Multi-modal Emotion Recognition using Speech and Facial Expressions using novel PSO-AOA-MAUT and Deep Convolution Neural Network
Main Article Content
Abstract
A vast growth in automation and robotics leads to effective human-machine interaction considering human emotions. Deep learning (DL) based Multimodal emotion recognition (MER) has shown higher reliability, accuracy, and security compared with unimodal emotion recognition systems (UER). However, the effectiveness of the MES is limited due to the more significant feature vector that increases the intricacy and total trainable parameters of the DL framework.
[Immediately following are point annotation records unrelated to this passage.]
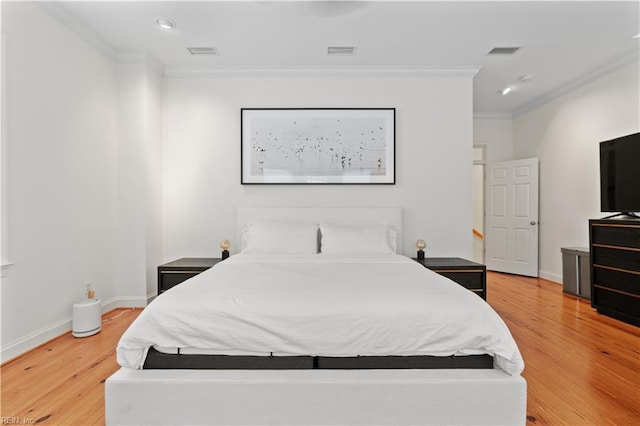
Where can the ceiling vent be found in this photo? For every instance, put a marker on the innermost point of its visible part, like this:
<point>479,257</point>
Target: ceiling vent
<point>504,50</point>
<point>341,50</point>
<point>202,50</point>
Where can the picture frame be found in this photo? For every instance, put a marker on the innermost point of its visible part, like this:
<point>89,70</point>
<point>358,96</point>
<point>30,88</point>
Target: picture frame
<point>317,146</point>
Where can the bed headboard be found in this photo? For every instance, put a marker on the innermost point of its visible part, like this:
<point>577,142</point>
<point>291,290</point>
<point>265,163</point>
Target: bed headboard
<point>313,215</point>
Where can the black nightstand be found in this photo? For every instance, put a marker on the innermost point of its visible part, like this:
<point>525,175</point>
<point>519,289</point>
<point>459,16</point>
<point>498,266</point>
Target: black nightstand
<point>173,273</point>
<point>470,275</point>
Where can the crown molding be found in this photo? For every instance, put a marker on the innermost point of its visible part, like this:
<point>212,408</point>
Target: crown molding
<point>140,59</point>
<point>632,55</point>
<point>493,116</point>
<point>62,15</point>
<point>208,72</point>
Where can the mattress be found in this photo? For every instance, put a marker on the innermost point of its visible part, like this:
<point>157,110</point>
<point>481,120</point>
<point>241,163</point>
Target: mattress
<point>320,306</point>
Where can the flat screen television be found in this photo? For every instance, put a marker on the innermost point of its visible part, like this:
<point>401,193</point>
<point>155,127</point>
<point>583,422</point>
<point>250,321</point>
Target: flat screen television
<point>620,175</point>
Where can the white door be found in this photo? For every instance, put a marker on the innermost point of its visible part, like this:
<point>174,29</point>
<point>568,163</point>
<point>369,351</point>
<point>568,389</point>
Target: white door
<point>511,228</point>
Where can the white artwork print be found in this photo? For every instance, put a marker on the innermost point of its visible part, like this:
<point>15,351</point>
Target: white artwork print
<point>318,146</point>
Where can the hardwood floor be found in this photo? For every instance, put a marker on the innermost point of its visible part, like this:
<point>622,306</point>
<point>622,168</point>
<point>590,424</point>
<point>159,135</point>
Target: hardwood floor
<point>62,382</point>
<point>581,367</point>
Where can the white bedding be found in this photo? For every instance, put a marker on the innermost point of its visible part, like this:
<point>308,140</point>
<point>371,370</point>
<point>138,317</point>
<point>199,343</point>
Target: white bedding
<point>320,305</point>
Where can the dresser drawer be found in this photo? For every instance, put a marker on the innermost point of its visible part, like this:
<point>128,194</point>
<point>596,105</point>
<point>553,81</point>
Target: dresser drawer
<point>615,257</point>
<point>627,282</point>
<point>616,235</point>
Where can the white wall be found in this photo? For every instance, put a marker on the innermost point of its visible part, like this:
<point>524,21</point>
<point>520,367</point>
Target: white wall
<point>565,134</point>
<point>83,141</point>
<point>496,133</point>
<point>139,180</point>
<point>202,156</point>
<point>61,180</point>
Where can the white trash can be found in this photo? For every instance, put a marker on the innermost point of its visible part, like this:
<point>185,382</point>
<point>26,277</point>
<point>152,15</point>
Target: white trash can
<point>87,320</point>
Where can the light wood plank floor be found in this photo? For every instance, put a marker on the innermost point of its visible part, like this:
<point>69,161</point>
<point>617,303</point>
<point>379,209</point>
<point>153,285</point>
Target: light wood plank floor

This work provides an MER system using speech and facial expressions using a Deep Convolutional Neural Network (DCNN). It uses a novel hybrid combination of Particle Swarm Optimization, Archimedes Optimization Algorithm, and Multi-Attribute Utility Theory algorithm (PSO-AOA-MAUT) for the prominent feature selection. The AOA algorithm helps to attain better convergence and balanced optimization using the exploration and exploitation of particles. The multi-criteria decision-based MAUT algorithm is utilized to compute the weights of the fitness function of the PSO-AOA-based feature selection scheme. The results of the suggested MER are evaluated on the BAUM dataset. The suggested MER provides improved accuracy of 98.33%, recall rate of 0.98, precision of 0.97 and F1-score of 0.97 compared with traditional methods.